Illustrating the absurdity of conventional (or at least conventionally sloppy and pejorative) left-right descriptions in foreign policy discussions is Ed Morrissey’s labeling of Susan Rice, Samantha Power and Robert Malley as “radical leftists.” Robert Malley is maybe a couple of microns outside the establishment consensus on Israel and Palestine, and is therefore deemed here a “radical leftist.” As for calling Rice and Power this, well, I don’t know where to begin. Power is essentially a liberal interventionist, who, if anything, thinks that the government should generally be more aggressive in using force for humanitarian ends. Unless I am confusing her with someone else, she was a supporter of the war in Kosovo; the “radical left,” as I understand this term, was not or was certainly not unified if some did support it.
Morrissey is not satisfied with that, but opts for a partisan distinction that means next to nothing:
I’ll take Brent Scowcroft any day of the week over the Carter/Brzezinski model.

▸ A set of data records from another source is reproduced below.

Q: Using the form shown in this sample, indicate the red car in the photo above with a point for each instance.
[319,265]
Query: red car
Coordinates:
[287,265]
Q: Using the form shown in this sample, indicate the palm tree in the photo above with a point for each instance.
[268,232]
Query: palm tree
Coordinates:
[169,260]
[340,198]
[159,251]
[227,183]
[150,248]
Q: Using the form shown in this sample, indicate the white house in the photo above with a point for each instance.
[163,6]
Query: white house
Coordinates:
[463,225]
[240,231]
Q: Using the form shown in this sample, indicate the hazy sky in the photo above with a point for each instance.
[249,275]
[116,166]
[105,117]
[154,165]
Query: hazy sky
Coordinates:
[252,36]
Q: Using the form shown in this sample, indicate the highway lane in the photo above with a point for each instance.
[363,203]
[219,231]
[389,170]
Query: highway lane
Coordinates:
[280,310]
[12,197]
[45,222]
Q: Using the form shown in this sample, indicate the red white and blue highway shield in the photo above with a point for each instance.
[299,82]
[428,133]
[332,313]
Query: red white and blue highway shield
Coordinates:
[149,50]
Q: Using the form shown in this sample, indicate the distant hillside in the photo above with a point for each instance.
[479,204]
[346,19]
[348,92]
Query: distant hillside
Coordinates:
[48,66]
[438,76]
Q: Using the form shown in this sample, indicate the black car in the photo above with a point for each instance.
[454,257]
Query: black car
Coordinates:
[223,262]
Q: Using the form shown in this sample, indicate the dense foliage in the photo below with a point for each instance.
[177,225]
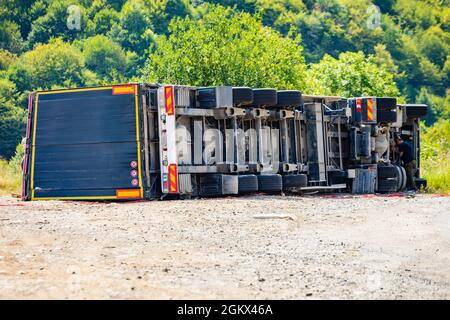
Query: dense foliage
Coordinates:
[343,47]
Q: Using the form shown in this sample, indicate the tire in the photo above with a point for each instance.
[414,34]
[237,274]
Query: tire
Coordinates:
[264,97]
[420,183]
[294,181]
[386,110]
[242,96]
[416,111]
[289,98]
[270,183]
[403,178]
[230,184]
[248,183]
[387,185]
[387,172]
[210,185]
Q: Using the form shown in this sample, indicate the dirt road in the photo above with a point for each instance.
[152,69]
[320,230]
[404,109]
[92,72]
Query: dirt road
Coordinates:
[309,248]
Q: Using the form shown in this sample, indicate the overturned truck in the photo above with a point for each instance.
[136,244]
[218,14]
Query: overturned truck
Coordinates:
[152,141]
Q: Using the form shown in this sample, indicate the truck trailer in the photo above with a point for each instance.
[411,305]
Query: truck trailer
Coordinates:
[155,141]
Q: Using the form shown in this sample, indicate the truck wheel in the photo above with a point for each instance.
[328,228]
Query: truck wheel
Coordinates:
[270,183]
[387,172]
[416,111]
[294,181]
[399,178]
[387,185]
[289,98]
[210,185]
[248,183]
[242,96]
[264,97]
[206,97]
[421,183]
[403,178]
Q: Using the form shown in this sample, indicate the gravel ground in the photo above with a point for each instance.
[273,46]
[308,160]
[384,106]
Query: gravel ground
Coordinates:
[259,247]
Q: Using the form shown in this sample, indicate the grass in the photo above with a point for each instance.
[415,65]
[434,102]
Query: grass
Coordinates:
[437,172]
[10,178]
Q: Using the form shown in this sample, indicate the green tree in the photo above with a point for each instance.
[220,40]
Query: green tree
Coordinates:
[6,59]
[106,58]
[10,38]
[226,48]
[162,11]
[352,75]
[134,32]
[49,65]
[56,23]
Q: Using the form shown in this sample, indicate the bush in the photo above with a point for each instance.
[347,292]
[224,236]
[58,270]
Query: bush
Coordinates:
[435,155]
[226,47]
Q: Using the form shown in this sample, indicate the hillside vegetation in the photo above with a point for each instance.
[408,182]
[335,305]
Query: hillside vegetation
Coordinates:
[395,48]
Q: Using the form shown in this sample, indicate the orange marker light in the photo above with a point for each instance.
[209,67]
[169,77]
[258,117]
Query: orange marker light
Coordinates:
[369,109]
[173,178]
[128,193]
[170,108]
[128,89]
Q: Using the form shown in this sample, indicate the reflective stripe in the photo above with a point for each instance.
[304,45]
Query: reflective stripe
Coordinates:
[131,89]
[173,183]
[370,109]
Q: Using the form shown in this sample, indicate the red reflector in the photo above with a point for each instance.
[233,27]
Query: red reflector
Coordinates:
[128,193]
[130,89]
[173,178]
[170,109]
[358,105]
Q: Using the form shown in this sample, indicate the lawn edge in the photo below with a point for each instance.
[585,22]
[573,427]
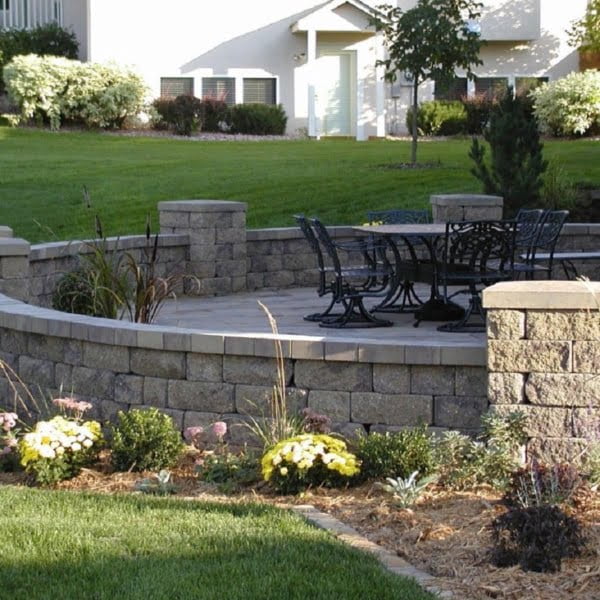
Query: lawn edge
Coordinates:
[350,536]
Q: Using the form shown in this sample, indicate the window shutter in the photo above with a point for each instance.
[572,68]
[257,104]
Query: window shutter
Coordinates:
[171,87]
[259,91]
[219,88]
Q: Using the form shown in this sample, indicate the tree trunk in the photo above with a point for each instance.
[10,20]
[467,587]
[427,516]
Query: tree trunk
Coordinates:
[415,102]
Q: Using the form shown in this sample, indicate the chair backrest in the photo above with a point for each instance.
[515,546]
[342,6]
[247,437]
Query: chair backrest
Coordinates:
[528,224]
[480,246]
[399,216]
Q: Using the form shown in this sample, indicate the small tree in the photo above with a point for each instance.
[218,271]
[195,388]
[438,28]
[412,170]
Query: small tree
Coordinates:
[517,163]
[429,41]
[585,32]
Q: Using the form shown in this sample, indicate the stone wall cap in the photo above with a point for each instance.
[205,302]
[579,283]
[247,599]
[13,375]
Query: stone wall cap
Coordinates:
[466,200]
[14,247]
[544,295]
[202,206]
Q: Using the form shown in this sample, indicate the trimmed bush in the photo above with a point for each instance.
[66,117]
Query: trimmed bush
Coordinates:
[58,89]
[258,119]
[183,114]
[569,106]
[439,117]
[145,440]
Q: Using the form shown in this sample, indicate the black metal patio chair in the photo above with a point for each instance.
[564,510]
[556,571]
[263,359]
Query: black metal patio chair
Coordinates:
[475,254]
[543,243]
[351,284]
[404,298]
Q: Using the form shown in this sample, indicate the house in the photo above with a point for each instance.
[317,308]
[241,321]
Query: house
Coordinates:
[316,59]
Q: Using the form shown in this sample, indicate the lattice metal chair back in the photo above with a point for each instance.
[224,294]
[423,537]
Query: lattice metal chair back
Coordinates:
[399,216]
[352,284]
[476,254]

This contrast of Scowcroft and Brzezinski, who are virtually indistinguishable these days in their views, is just plain odd. When you consider how much in agreement Brzezinski and Scowcroft are, as the NYT reviewer of their conversation-turned-book put it, on “a remarkable number of basic strategic and diplomatic principles,” there is no great Obama movement or shift to Scowcroft away from Brzezinski. When you consider that Scowcroft also supported the Kosovo war (using the bogus regional stability and NATO credibility arguments), the lines get blurrier still between him and the aforementioned “radical leftists.”